I'm not a CC user so I can't answer your question but I'm sure someone will be along shortly that can give you a good answer.

----------


## Valarian

I'm not sure whether the Edge Fade, Inner effect has come in from one of the Annual or add-ons. I know I've got it on my selection list, but then I've got DD3, CD3 and all of the annual additions.

Anyway, the contours. You can make the contours less harsh by adding in some slight Blur and Transparency. A small amount of Edge Fade would also lessen the harshness of the transition and server to blend the contours in to one another, just from the edge outward rather than inside to the edge.

What effects do you have to play with? Any chance of a screen shot with the basic list? It's been so long since I've had the basic set on the effects list I've forgotten what's available out of the box.

----------


## NeonKnight

I am currently using CC3 version 3.24, and have access to the edge fade inner. What version are you using?

----------


## el_gonza

[Text deleted]

----------


## Gamerprinter

You are going to have to get that from ProFantasy. Nobody here is going to upload that version for a free download, that constitutes software piracy - and no one here is going to do that for you.

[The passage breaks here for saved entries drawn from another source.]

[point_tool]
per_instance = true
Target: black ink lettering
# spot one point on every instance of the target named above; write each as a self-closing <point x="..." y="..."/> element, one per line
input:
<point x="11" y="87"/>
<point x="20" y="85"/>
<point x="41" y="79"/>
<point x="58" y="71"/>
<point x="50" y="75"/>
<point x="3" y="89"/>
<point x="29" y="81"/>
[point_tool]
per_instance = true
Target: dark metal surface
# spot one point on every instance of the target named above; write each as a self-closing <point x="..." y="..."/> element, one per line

I would contact Profantasy and try to arrange a way for you to purchase it, I'm sure they will work with you in getting that accomplished.

GP

----------


## unre9istered

I'm having a similar problem with water contour lines.

I placed all the contour lines on the Contours (Sea) sheet and then added an inner edge fade to make them blend together.  The first contour line faded in nicely, but the others are still sharp.  What am I missing?

You can see in this screen shot how the bottom two water colors fade together so well you almost don't realize there's two colors.  The next two levels of darkening aren't fading together at all.

----------


## anomiecoalition

Each of your colors needs to be on its own sheet with its own edge fade inner effect.

----------


## unre9istered

Thanks!
That's what I was missing.  There are so many little tricks to figure out with this program, but once you do, the maps are amazing.

----------